Good Friday AM from your Hometown Lender,
I am going to lead with this note today… After reaching a post-pandemic high of 7.8% last fall, the average 30-year mortgage rate is now expected to end the year below 6%, according to analysts at Fannie Mae.
Hopefully, that softens the blow that rates have ticked up this week on some mildly stronger than expected data. The 10 yr has backed up 25bps and mortgage are off about twice that.
Bond traders though are increasingly convinced that the inversion in US Treasury yields is headed toward normalizing, though how and why this happens will mean volatility will continue. Why is this important? Well first, the question being asked is whether yields will sink on the short-end of the curve as rate cuts emerge, or whether 10-year yields will rise more in a higher-for-longer scenario. The Federal Reserve continues to push back against current wagers for rate cuts, with Raphael Bostic the latest to urge caution given the global uncertainty overshadowing 2024. Second, the un-inversion of bond yields is typically the start of a recession. That is most often when the short-term rates drop below the long terms rates so if the un-inversion happens with long term yields rising, this may have the same result. The Fed’s Austan Goolsbee and Mary Daly are due to speak on Friday.

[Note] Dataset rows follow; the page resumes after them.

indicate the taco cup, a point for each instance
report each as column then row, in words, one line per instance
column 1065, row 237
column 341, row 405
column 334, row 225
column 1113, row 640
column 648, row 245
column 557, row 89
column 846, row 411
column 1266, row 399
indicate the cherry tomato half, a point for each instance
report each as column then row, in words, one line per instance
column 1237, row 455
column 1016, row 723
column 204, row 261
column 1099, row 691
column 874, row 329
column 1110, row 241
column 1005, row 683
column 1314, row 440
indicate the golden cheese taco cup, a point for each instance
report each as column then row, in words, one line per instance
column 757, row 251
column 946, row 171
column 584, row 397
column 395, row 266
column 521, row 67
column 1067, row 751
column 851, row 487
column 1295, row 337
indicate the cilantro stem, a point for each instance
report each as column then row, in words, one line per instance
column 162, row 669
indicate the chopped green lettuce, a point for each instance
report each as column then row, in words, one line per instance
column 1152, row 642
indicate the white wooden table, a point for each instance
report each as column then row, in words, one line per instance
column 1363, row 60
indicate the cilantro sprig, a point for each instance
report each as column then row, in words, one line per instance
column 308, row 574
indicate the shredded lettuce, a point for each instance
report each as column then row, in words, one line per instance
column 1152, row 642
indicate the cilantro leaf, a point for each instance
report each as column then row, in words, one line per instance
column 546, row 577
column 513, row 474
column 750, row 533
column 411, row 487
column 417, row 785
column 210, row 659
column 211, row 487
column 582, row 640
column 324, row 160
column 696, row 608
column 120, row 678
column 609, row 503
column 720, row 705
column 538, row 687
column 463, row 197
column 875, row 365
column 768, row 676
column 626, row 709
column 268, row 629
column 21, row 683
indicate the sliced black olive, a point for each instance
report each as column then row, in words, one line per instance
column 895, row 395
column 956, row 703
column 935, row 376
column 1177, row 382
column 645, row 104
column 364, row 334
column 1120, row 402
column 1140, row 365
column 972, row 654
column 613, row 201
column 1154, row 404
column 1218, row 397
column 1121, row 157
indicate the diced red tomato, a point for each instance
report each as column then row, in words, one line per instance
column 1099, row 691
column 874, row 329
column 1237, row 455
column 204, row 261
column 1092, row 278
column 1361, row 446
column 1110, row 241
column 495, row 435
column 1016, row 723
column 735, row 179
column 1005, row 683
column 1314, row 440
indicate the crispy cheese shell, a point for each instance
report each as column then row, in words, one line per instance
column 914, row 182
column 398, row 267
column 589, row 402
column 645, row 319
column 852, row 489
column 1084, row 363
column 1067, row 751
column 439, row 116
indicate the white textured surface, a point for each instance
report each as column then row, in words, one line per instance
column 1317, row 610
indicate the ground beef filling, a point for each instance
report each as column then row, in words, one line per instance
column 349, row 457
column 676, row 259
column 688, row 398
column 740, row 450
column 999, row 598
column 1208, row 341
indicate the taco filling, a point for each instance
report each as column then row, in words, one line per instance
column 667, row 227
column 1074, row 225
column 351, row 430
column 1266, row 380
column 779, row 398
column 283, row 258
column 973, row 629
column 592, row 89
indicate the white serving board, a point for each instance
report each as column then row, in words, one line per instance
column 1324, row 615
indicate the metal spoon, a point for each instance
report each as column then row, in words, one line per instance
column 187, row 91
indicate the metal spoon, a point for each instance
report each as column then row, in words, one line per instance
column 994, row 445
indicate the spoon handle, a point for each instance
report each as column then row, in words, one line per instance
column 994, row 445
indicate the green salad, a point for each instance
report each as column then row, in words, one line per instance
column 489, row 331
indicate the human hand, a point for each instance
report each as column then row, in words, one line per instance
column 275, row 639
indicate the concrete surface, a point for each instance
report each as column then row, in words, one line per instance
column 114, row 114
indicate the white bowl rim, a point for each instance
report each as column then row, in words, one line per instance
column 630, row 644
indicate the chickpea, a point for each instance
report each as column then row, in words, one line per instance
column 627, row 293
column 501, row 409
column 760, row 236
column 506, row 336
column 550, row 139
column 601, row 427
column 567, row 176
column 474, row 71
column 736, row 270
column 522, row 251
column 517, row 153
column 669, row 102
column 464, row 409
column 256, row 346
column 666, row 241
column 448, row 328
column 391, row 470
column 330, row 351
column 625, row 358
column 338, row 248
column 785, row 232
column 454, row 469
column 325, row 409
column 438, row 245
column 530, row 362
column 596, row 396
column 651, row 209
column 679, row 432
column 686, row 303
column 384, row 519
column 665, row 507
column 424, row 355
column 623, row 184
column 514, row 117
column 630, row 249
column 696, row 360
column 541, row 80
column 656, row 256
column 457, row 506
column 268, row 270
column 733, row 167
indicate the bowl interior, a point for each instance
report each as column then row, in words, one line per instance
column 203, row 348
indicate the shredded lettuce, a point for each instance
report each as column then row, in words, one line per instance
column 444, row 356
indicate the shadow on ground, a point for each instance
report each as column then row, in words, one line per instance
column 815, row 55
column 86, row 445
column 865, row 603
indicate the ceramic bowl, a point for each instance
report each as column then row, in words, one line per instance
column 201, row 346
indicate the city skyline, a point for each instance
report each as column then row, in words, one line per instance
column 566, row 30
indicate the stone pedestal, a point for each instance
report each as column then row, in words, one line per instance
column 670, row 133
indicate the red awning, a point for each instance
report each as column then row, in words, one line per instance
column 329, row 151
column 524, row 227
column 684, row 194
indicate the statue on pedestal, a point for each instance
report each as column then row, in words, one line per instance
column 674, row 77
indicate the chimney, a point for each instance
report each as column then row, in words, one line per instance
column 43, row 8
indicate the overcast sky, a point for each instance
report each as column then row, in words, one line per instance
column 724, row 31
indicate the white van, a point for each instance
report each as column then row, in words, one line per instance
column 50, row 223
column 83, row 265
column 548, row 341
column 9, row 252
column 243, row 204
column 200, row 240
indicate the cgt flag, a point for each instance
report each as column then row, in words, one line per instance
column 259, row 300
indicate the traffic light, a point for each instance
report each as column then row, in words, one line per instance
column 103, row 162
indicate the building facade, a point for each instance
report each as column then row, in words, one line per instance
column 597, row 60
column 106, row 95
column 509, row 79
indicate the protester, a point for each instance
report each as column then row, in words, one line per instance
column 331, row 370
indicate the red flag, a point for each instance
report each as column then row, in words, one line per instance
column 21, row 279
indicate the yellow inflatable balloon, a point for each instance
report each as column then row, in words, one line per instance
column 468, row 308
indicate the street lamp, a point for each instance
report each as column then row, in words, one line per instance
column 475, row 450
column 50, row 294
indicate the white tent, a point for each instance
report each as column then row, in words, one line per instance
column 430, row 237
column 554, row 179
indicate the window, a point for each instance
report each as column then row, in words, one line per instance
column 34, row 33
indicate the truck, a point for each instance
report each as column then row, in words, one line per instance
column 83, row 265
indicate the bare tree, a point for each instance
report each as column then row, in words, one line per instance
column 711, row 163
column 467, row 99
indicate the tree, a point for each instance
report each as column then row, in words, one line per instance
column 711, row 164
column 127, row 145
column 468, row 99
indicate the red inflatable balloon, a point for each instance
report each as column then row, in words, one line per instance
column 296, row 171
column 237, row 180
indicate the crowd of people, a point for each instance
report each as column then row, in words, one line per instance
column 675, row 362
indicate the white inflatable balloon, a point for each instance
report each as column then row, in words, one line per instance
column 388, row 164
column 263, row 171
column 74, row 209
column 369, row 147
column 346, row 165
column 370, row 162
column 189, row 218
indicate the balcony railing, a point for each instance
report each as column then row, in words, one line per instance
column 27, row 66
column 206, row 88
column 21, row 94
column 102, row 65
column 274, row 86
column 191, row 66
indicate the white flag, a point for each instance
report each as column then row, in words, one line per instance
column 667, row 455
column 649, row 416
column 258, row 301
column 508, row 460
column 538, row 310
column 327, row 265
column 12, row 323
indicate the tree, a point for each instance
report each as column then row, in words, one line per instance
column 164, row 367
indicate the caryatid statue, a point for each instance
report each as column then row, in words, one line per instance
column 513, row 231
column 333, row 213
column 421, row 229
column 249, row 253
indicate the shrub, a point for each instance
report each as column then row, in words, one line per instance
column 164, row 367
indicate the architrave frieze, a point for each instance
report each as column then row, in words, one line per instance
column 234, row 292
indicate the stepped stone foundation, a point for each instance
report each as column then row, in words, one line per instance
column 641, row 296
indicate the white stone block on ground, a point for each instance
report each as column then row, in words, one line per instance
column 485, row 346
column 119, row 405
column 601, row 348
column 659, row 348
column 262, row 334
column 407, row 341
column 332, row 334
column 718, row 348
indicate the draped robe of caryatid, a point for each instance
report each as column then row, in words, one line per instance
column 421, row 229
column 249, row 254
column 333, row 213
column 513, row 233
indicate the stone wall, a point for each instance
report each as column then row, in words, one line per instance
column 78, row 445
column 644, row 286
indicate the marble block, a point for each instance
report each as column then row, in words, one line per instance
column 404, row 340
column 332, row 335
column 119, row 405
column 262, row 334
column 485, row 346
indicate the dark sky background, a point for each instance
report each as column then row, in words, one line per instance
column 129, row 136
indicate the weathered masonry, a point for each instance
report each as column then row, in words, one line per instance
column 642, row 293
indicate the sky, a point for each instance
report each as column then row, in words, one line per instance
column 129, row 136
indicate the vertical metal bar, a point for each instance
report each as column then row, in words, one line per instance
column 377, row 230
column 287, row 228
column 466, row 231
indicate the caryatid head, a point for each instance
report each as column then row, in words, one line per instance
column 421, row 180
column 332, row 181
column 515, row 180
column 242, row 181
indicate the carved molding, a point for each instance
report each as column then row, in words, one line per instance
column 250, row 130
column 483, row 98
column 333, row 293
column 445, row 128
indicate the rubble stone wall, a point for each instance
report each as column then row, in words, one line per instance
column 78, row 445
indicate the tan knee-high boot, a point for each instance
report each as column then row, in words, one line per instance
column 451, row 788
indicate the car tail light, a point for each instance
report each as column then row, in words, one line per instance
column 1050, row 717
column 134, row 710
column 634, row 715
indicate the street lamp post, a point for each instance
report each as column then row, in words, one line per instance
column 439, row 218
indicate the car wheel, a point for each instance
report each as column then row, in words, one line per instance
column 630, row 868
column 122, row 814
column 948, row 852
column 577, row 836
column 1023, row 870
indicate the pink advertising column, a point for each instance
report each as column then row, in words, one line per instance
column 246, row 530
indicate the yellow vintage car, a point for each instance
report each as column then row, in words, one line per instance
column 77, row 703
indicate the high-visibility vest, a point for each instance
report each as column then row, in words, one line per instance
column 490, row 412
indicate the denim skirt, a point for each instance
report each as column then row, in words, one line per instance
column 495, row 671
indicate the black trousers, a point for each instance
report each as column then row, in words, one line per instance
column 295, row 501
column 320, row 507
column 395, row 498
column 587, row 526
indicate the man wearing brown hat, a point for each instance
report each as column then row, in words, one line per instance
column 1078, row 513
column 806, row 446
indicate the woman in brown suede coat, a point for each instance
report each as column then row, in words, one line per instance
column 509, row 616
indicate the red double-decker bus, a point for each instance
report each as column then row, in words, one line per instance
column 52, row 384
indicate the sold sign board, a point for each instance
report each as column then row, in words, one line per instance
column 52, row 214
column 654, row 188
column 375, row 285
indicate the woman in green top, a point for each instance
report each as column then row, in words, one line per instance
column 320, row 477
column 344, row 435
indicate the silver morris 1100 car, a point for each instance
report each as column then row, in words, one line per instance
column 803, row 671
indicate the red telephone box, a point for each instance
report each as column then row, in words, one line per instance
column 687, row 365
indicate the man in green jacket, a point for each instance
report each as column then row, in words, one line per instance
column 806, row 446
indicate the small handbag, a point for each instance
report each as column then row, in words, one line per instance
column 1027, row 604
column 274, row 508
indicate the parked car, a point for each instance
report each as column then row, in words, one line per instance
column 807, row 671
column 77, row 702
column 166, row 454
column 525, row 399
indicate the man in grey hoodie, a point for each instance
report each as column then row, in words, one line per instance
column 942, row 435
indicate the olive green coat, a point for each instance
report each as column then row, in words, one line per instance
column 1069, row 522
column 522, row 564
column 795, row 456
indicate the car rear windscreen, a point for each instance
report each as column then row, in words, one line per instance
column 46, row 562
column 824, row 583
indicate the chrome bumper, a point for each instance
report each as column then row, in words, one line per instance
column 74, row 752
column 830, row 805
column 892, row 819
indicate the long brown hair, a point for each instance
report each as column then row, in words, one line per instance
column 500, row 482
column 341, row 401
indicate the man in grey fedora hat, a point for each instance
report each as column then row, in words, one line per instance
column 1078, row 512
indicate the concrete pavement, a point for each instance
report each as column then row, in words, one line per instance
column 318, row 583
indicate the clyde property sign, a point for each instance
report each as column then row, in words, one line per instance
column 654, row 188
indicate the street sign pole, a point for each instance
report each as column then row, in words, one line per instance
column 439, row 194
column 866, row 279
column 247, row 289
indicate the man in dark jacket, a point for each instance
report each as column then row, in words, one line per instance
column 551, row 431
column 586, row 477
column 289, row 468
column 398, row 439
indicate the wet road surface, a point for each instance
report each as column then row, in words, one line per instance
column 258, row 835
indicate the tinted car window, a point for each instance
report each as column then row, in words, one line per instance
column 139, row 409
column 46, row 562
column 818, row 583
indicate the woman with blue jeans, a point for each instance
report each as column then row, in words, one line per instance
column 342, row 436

Despite the trajectory of interest rates being our number one concern, Central Bankers and Business Leaders have shifted their focus to Global safety as the most important economic driver. Specifically, wars in Ukraine and Israel, terrorist activity in the Red Sea and uncertainty in Taiwan are seen as having the most impact on the global economy this year.
That all said, the public expects rates to drop…
That’s a wrap for today.
Please remain safe and healthy, enjoy the weekend and first, make today great!